Opportunity Cost is what you give up from one alternative (choice) to get what you want (from another choice) P #3. Rational People Think at the Margin Decisions in life are rarely black and white but usually involve shades of grey. When exams roll around, your decision is not between blowing them off or studying 24 hours a day, but whether to spend an extra hour reviewing your notes instead of watching TV. Marginal changes are small, incremental adjustments to an existing plan of action.

“Margin” means “edge”. So, marginal changes are adjustments around the edges of what you are doing. Comparing extra benefits and costs of a critical choice Marginal Benefits => MB Marginal Costs => MC Example: Imagine that a plane is about to take off with ten empty seats, and a standby passenger is waiting at the gate willing to pay $300 for a seat.Assume the average cost of each seat is $500. Should the airline sell it to him?
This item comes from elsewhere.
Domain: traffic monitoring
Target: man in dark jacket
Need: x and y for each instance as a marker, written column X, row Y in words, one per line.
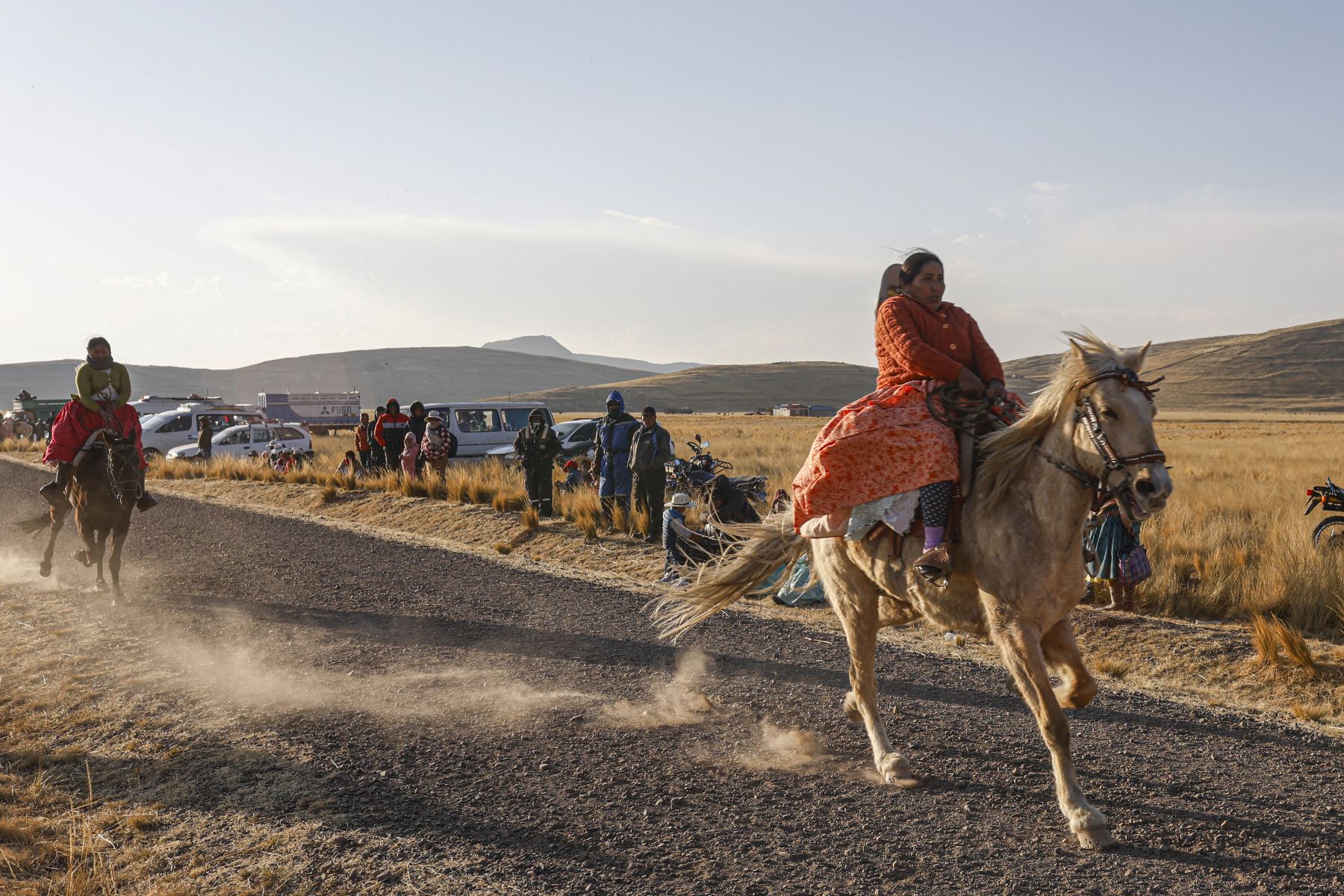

Although the average cost of flying a passenger is $500, the marginal cost is merely the cost of the bag of peanuts and can of soda that the extra passenger will consume.As long as the standby passenger pays more than the marginal cost, selling him a ticket is profitable. P #4. People Respond to Incentives Because people make decisions by comparing costs and benefits, their behaviour may change when the costs or benefits change. That is, people respond to incentives. Decision to choose one good over another occurs when MB > MC.

T3 How People Interact P #5 Trade can make everyone better off Individuals gain from their ability to trade with others. Competition results in gains from trading. Trade allows one to specialize in what they do best.

P #6. Markets Are Usually a Good Way to Organize Economic Activity In a Market Economy, households and business firms determine what to buy, who to work for, who to hire and what to produce. Interaction between household and business is as if by an “invisible hand.”

P #7. Governments Can Sometimes Improve Market Outcomes Market failure results in inefficiency - failure of the “invisible hand.” When the market fails (breaks down) the government intervenes to promote Efficiency & promote Equity. Market Failure: a situation in which a market left on its own fails to allocate resources efficiently Externality: the impact of one person’s actions on the well-being of a bystander. Example: pollution. Market Power: the ability of a single economic actor ( or small group of actors) to have a substantial influence on market prices.

T4 How the economy as a whole works P #8 Standard of living depends on a country’s production. Standard of Living may be measured in different ways (e.g. personal income or total market value of a nation’s production.) Differences in standard of living between countries or even provinces is attributable to the productivity of the country or province. Productivity is the amount of goods and services produced from each hour of a worker’s time. Productivity => Standard of Living

P #9. Prices Rise When The Government Prints Too Much Money Inflation is an increase in the overall level of prices in the economy. One cause of inflation is the growth in the quantity of money.

P #10. Society Faces a Short-Run Tradeoff Between Inflation and Unemployment Over a period of a year or two, many economic policies push inflation and unemployment in opposite directions. To decrease inflation, you would increase unemployment. So, it’s a Short-Run Tradeoff. This tradeoff is called the Phillips Curve.